Are there surrogates for actually performing operations? Is there any value to observing and assisting? Undoubtedly, there is. The use of short, intense visits to high-volume centers affords an opportunity to watch experienced HPB surgeons select and operate on patients. These “minifellowships” are not unknown in surgical practice and are sure to become commonplace in the future. Many bariatric surgeons, for example, have learned laparoscopic techniques through a few to several weeks of observation (apprenticeship) with an established laparoscopic surgeon.13 In such settings, much information can be gleaned about the selection criteria, preoperative preparation, postoperative care, and adjuvant treatments to develop a quality HPB program. We are reminded, too, that “competence develops over time and is nurtured by reflections on experience”14—thus, the importance of outcomes assessment. The end of residency should not be the end of training but the beginning of lifelong learning.

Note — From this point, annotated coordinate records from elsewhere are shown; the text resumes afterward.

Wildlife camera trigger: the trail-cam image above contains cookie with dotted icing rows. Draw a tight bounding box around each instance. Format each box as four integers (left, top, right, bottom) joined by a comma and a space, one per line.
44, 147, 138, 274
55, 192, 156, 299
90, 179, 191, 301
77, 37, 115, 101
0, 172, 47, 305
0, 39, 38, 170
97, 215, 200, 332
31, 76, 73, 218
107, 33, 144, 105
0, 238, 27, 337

In summary, operative experience for surgery residents in HPB surgery may continue to be highly variable and often meager. Our challenge as educators, then, is to provide a framework for success. Whether high volume or low volume, the resident should approach HPB surgery as a matter of lifelong learning, incorporating their experiences in graduate training with postgraduate education. Residents must view HPB surgery as a multidisciplinary endeavor involving their medical, radiology, and pathology colleagues in a programmatic setting of structure (expertise), process, and assessment of outcomes and not simply as procedures to master. Instrumental in this is the organizational leadership of committed HPB surgeon/educators who can function as mentors, much as in Dr. Halsted’s days, to produce capable HPB surgeons for future generations.